- Born: Augusts Zagorskis January 1900 Eisāgi, Russian Empire
- Died: 1963 (aged 62–63) Eisāgi, Latvian SSR
- Known for: Ceramics
- Movement: Latgalian ceramics

= Augusts Zagorskis =

Latgalian ceramicist

Augusts Zagorskis (1900 – 1963) was a Latvian and Latgalian ceramicist.

==Biography==
Augusts Zagorskis was born at Eisāgi village in the modern-day Rušona Parish, Russian Empire in 1900. His brother Julians was also a well-known Latgalian ceramicist. His son Vaclavs continued the family tradition.

Zagorskis, alongside Andrejs Paulāns, Polikarps Vilcāns and others, was one of the Latgalian ceramicists that was represented in 1957 Silajāņi ceramics exhibition in Rīga, organized by Jānis Pujāts.
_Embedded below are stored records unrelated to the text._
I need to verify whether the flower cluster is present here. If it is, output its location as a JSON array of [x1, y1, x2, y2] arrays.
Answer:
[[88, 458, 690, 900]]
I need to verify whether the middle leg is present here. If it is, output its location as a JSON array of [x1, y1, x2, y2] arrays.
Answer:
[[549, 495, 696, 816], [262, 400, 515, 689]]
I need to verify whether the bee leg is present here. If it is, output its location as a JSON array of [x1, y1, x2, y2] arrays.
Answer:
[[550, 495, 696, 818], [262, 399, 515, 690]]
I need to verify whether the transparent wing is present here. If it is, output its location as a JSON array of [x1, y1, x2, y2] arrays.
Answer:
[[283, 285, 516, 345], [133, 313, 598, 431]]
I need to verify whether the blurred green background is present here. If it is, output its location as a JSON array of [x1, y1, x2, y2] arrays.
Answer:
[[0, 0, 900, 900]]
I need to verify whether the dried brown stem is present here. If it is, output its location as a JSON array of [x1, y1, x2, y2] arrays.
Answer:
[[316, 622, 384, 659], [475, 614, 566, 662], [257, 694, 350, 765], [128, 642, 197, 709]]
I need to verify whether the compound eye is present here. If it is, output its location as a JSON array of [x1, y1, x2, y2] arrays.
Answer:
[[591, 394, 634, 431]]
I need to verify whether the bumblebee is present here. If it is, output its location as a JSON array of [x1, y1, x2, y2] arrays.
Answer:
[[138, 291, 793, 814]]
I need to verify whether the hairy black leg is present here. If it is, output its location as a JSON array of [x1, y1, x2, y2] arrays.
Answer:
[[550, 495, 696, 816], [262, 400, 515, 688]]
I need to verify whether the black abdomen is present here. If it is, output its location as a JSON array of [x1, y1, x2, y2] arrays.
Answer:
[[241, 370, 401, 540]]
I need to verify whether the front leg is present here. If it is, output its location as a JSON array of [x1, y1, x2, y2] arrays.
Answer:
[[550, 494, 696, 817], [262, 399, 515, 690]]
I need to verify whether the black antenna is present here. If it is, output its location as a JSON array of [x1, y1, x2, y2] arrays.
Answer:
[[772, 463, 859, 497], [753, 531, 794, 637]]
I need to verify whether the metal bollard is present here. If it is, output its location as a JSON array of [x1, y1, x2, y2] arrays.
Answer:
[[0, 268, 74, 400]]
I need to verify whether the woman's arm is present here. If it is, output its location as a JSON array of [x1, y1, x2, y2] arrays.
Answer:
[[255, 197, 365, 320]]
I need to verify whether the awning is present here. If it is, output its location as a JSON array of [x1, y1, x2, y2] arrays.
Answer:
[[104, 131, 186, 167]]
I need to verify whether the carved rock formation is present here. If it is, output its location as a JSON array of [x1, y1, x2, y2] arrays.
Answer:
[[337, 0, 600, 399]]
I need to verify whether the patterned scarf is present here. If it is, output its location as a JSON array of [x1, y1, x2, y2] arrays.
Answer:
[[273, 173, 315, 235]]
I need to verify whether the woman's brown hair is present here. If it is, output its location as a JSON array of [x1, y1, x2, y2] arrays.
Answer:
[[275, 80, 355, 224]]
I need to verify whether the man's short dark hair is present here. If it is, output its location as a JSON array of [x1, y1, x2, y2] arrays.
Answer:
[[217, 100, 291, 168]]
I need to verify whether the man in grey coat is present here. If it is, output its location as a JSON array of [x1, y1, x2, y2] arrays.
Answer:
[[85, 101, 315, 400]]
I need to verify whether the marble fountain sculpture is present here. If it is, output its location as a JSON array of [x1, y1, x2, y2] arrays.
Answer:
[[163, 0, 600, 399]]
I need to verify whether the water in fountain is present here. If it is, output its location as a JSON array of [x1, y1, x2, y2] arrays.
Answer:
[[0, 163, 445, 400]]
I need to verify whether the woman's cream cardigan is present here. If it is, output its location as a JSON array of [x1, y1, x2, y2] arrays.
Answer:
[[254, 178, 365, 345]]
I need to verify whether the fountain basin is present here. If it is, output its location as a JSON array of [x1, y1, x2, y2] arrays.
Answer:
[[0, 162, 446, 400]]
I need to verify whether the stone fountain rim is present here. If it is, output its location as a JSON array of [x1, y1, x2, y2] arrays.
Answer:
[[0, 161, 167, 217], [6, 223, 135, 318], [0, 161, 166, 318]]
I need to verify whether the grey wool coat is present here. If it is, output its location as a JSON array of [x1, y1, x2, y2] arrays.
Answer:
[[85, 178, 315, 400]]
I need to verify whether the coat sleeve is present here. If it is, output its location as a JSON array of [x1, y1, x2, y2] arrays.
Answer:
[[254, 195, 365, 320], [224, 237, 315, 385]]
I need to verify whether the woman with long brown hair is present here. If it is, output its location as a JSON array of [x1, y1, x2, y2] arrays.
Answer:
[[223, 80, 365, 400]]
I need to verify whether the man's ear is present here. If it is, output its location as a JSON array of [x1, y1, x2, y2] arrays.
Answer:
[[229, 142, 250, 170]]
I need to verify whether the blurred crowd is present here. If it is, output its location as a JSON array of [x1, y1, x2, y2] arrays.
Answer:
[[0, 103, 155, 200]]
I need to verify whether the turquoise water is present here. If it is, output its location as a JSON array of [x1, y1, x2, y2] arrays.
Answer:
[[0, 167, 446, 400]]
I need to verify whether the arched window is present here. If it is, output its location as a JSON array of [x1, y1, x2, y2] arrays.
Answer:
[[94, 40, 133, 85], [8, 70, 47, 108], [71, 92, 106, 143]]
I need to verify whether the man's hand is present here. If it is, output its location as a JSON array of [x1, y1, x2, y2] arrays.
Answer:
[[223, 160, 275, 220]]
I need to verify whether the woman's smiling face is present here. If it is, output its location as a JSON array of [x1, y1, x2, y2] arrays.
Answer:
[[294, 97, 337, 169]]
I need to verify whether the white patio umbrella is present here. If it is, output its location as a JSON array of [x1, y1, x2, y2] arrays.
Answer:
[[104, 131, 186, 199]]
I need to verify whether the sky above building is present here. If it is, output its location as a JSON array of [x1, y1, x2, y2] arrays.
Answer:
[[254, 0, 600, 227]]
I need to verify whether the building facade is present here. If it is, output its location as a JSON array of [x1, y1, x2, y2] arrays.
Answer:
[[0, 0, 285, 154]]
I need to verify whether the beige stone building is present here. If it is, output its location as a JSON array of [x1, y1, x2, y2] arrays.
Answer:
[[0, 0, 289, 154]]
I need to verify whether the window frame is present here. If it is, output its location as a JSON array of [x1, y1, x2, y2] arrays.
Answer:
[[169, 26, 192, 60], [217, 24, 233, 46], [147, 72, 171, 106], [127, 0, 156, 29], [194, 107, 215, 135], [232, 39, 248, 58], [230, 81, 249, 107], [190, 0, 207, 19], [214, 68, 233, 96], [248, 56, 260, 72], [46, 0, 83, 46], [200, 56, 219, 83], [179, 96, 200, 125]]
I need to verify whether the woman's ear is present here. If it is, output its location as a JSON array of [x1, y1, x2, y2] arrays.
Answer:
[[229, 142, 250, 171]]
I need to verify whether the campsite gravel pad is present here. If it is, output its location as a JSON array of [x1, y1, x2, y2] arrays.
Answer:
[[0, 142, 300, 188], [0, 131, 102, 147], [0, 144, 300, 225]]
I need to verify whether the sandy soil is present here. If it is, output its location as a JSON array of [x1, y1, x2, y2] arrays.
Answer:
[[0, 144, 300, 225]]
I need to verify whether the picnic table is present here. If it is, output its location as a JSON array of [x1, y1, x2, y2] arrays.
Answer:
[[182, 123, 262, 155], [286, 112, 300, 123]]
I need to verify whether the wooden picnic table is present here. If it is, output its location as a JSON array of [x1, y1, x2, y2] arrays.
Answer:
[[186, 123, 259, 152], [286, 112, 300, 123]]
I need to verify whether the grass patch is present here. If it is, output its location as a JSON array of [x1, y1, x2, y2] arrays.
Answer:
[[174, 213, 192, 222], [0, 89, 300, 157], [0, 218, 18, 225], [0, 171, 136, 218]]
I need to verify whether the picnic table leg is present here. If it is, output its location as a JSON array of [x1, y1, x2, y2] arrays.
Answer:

In later years, his works were selected for the exhibitions in Latvian SSR and abroad, in Moscow, Soviet Union and Poland.

Zagorskis died in 1963. He is buried in the Eisāgi cemetery.

His works are in the collections of Rainis Museum in Jasmuiža Manor and Latgale Culture and History Museum.